Pesona Kampung Wisata Pasir Angling, Cibodas, Lembang




Kampung Wisata Pasir Angling Cibodas Lembang

Beberapa kawasan di Kabupaten Bandung Barat sebetulnya mempunyai potensi untuk pengembangan wisata alam. Seperti halnya di kawasan Cibodas ke arah Bukit Tunggul yang terkenal dengan pesona alamnya. Di daerah ini, kita bisa melihat bagaimana keindahan alam Bandung utara yang menyajikan lanskap luar biasa.

Nuansa tradisional dan lukisan mural
 Nama kawasan yang kini makin naik daun tersebut adalah Kampung Pasir Angling, Desan Suntenjaya, Cibodas, Lembang. Aksesnya bila dari The Lodge Maribaya terus saja bablas ke arah Cibodas. Lokasinya sekitar 16 km ke arah timur dari Alun-alun Lembang. Kehidupan masyarakat di kawasan ini kebanyakan dari hasil perkebunan.
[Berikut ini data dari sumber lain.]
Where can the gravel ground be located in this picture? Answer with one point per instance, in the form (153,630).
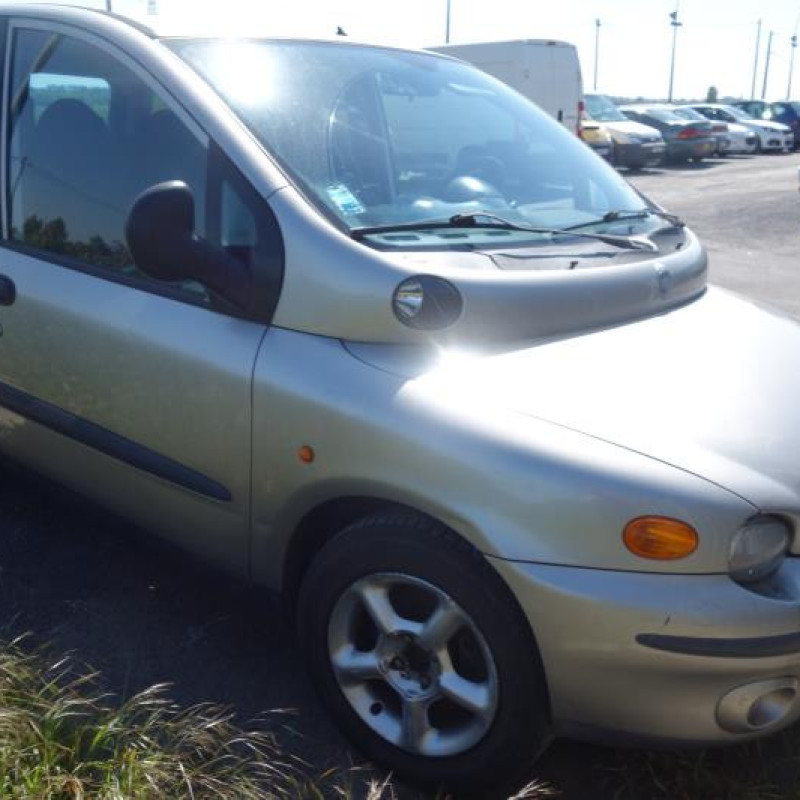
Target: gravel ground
(142,613)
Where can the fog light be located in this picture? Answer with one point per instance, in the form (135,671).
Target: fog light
(660,538)
(427,302)
(757,706)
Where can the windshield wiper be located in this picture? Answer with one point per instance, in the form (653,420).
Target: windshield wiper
(495,222)
(640,213)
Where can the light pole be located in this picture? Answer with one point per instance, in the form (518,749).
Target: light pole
(673,21)
(597,25)
(755,63)
(766,66)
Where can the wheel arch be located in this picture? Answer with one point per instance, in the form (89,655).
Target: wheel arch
(324,520)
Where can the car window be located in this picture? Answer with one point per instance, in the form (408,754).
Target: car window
(88,135)
(374,136)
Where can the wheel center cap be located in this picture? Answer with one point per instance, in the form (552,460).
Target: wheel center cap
(410,668)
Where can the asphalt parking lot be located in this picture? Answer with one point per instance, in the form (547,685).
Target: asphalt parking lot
(88,583)
(746,210)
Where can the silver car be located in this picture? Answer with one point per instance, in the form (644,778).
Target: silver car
(364,326)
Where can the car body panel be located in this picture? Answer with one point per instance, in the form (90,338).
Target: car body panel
(131,363)
(363,417)
(635,145)
(697,147)
(592,658)
(771,135)
(597,138)
(640,391)
(564,402)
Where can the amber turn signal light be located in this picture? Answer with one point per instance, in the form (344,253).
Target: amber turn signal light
(306,454)
(660,538)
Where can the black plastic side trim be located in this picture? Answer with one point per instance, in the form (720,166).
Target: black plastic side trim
(759,647)
(109,443)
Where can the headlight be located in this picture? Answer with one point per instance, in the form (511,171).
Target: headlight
(758,549)
(427,302)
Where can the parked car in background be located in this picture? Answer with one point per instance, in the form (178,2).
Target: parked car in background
(785,111)
(772,136)
(718,129)
(685,139)
(755,108)
(735,138)
(635,145)
(598,138)
(545,71)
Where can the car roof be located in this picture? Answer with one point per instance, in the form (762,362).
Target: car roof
(218,25)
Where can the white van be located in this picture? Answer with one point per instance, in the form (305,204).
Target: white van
(543,70)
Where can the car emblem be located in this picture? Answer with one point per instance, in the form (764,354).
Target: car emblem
(663,278)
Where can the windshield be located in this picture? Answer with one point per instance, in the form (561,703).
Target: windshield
(738,113)
(661,114)
(688,113)
(378,137)
(601,109)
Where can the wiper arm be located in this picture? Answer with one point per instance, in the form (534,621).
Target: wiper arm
(615,216)
(496,222)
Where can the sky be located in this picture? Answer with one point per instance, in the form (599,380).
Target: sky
(716,44)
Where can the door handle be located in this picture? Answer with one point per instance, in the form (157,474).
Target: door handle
(8,291)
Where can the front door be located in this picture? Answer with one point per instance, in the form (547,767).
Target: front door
(135,392)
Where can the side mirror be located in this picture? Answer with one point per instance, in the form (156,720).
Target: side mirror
(161,239)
Salah satu daya tarik kampung ini adalah rumah-rumahnya yang masih tradisional. Bila Anda berkunjung ke sini, beberapa meter dari area perkebunan, wisatawan akan menjumpai rumah-rumah warga yang dihiasi mural-mural bertemakan perkebunan dan perternakan. Warna-warni dari mural ini mengambarkan dengan jelas ciri khas dari Kampung Pasir Angling

Wisata air terjun
Objek wisata yang ada di kawasan ini ada Curug Bellarosa/Curug Keraton, Batu Ngampar, dan Gunung Bukit Tunggul. Curug Bellarosa adalah salah satu air terjun di Jawa Barat yang memiliki keasrian dan keindahan yang alami. Untuk bisa mencapai Curug Bellarosa, wisatawan harus berjalan kaki selama kurang lebih 30 menit dari area rumah warga. Di area curug ada saung-saung tradisional dengan atap serabut ijuk dan bilik bambu sederhana.

Situs sejarah dan kebun kopi
Suntenjaya pun memiliki potensi kearifan lokal berupa situs Batu Loceng, konservasi alam, kampung adat, super camp dan permainan masyarakat pedesaan.  Salah satu destinasi wisata sejarah di sini ada Batu Loceng (Lonceng = B. Indonesia) adalah sebutan masyarakat Desa Sunten Jaya untuk sebongkah batu yang bentuknya mirip tubuh manusia tengah bertapa (semadi).

Batu tesebut dikeramatkan karena dulunya bisa mengeluarkan suara lonceng dan mengeluarkan sinar. Batu yang dikeramatkan tersebut merupakan prasasti peninggalan Kerajaan Pajajaran yang ditemukan sekitar Abad ke-16. Situs ini berupa batu berbentuk seperti lonceng dengan diameter 30 cm dan tinggi 50 cm.

Info lengkap seputar situs Batu Loceng lihat di sini.

Batu Loceng pun terkenal dengan hasil perkebunan kopi dimana sebagian pabrik kopi terkenal di Bandung menggunakan kopi arabika dari sini sejak lama. Kopi yang dihasilkan dari kawasan ini meraih peringkat kedua pada ajang Specialty Coffee Association of America Expo 2016 di Atlanta, Georgia, Amerika Serikat.